SENATE BILL REPORT

                   SB 6752

              As Reported By Senate Committee On:

               Transportation, February 10, 1998

 

Title:  An act relating to the certification exemption for municipal transit services.

 

Brief Description:  Providing for an additional certification exemption for municipal transportation services.

 

Sponsors:  Senator Haugen.

 

Brief History:

Committee Activity:  Transportation:  2/9/98, 2/10/98 [DPS, DNP].

 

SENATE COMMITTEE ON TRANSPORTATION

 

Majority Report:  That Substitute Senate Bill No. 6752 be substituted therefor, and the substitute bill do pass.

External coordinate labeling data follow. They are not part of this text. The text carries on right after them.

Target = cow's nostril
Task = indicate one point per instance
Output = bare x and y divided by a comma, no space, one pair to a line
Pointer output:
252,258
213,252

  Signed by Senators Prince, Chair; Goings, Haugen, Heavey, Horn, Jacobsen, Oke, Patterson, Prentice, Rasmussen and Sellar.

 

Minority Report:  Do not pass.

  Signed by Senator Benton.

 

Staff:  Gene Baxstrom (786-7303)

 

Background:  It is unlawful for anyone to operate as a common carrier any motor vehicle for the transportation of persons, between fixed termini or over a regular route for compensation, without having a certificate of public convenience and necessity issued by the Utilities and Transportation Commission.  A private for-hire carrier (bus or airporter) must receive operating authority from the Utilities and Transportation Commission (UTC) prior to commencing service.  Once approved, the carrier provides service on a fixed route/regular schedule under a certificate of public convenience and necessity (PC&N) issued by the UTC.  State law grants exemptions to this requirement, declaring that services provided by taxicabs, hotel buses, school buses, vanpools and the haulers of agricultural products do not require certificates.

 

When public transportation agencies add service within an area, state law requires that those public agencies buy out carriers holding certificates for operating along routes where the transit agency will provide service.  As an alternative, the public agency, through agreement, may allow those carriers to continue providing the service along those routes, but the public agency cannot compete with the private carrier along the same route.

 

Summary of Substitute Bill:  The requirement that a public transportation agency must purchase or condemn the services of a private bus or airporter operating in an area also served by the transit authority is removed if the transit service: (1) provides point to point service along a wholly or partially different route; (2) has at least one terminus on the route different from the private provider; (3) makes intermittent stops along the route; and (4) provides connecting service between two transit systems.  A transit agency providing service meeting the above criteria is (1) not considered to be in competition with a for-hire bus or airporter providing service in the same area, and (2) not governed by the requirements for a certificate of public convenience and necessity.

 

Substitute Bill Compared to Original Bill:  More specific criteria for the type of transit service being exempted is added and the exemption is added to the applicable public transit related statutes rather than simply providing an exemption for such services under Utilities and Transportation Commission statutes.

 

Appropriation:  None.

 

Fiscal Note:  Not requested.

 

Effective Date:  Ninety days after adjournment of session in which bill is passed.

 

Testimony For:  This will permit transit agencies to provide service across jurisdictional boundaries along different routes from certified carriers and not be faced with a requirement for buying out or condemning those private operators now providing different services in the same geographic area.

 

Testimony Against:  None.

 

Testified:  Senator Haugen, prime sponsor; Gordon Kirkemo, WSDOT (pro); Martha Rose, Island Transit (pro); Dan Snow, Washington State Transit Association (pro); Jackie White, Community Transit (pro).